Diskret einen halben Schritt hinter dem Stuhl des Direktors stehend, stellte Ibro rechts vom Tablett mit dem Kaffee ein großes Tablett mit der heutigen Post ab, nahm ein Papiermesser und den obersten Brief und öffnete dann eine Sendung nach der anderen. Aus dem aufgeschnittenen Couvert nahm er den Brief heraus, behielt ihn in der linken Hand, mit der rechten legte er das Couvert und das Messer auf den Tisch, faltete den Brief auf und hielt ihn so aufgefaltet in der ausgestreckten linken Hand, bis der Direktor nach ihm griff. Danach nahm Ibro das Messer vom Tisch, vom Tablett ein neues Couvert und die Prozedur wiederholte sich. Und der Geschäftsführer Purgheimer las oder, viel häufiger, überflog die Briefe diagonal, schrieb bei Bedarf etwas in sein Notizbuch oder auf den Brief selbst und legte dann den durchgesehenen Brief links von sich hin, schnitt ein Stückchen Rahatlokum ab, begoss es mit Kaffee, wartete mit zurückgeworfenem Kopf und geschlossenen Augen, dass sich die zwei Geschmäcke vereinigten, wie sie es immer taten, und griff dann nach einem neuen Brief, den Ibro geduldig in seiner ausgestreckten linken Hand hielt.

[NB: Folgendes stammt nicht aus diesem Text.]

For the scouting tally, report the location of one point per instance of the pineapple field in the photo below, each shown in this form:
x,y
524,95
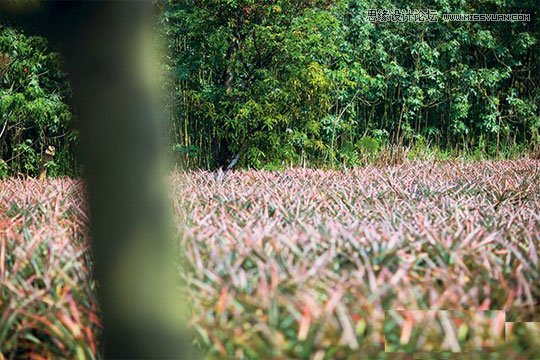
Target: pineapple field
x,y
386,262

Am 17. September 1914 genoss er diese Rituale wie bis dahin jedes Mal. Ihm behagte der langsame Rhythmus der Prozedur, ihm behagte, dass sich weder bei den Handlungen noch bei ihrer Reihenfolge auch nur das winzigste Detail änderte, und ihm behagte die diskrete Achtung, die einem die Stelle eines Geschäftsführers bescherte. Die ruhige Wiederholung der ewig gleichen Handlungen in einer unveränderlichen Reihenfolge behagte ihm gewiss wegen des Sicherheitsgefühls, das einem die Wiederholung fast regelmäßig vermittelt, aber noch viel mehr bedeutete sie ihm als ruhige Einführung in den Arbeitstag, der auch unangenehme Überraschungen mit sich zu bringen wusste. Unsicherheit und Überraschung können einem kraftvollen Menschen, der sicher an seinem Platz steht und gute Aussichten hat, mit ihnen fertigzuwerden, sogar behagen, aber es ist schwer zu glauben, dass jemand, der schwimmt oder einen Abhang hinunterrollt, Überraschungen liebt – mit diesen Worten pflegte Joseph Purgheimer den Genuss seiner morgendlichen Rituale und sein Bedürfnis danach zu erklären. An diesem Tag erwartete ihn gegen Ende seines Rituals, das ihm von Tag zu Tag die Stabilität der Welt bestätigte, eine Überraschung: Er bekam einen Brief, abgeschickt vor 19 Monaten in Baden bei Wien. Vor beinahe zwei Jahren hatte er sich auf eine Stelle bei der Stadtverwaltung Baden beworben, aber keine Antwort bekommen und daraus geschlossen, dass man ihn nicht genommen habe. Nun bekam er die Antwort, die seine Schlussfolgerung bestätigte, aber gleichzeitig die Frage aufdrängte, wie es möglich war, dass der Brief von Baden nach Sarajevo so lange unterwegs war.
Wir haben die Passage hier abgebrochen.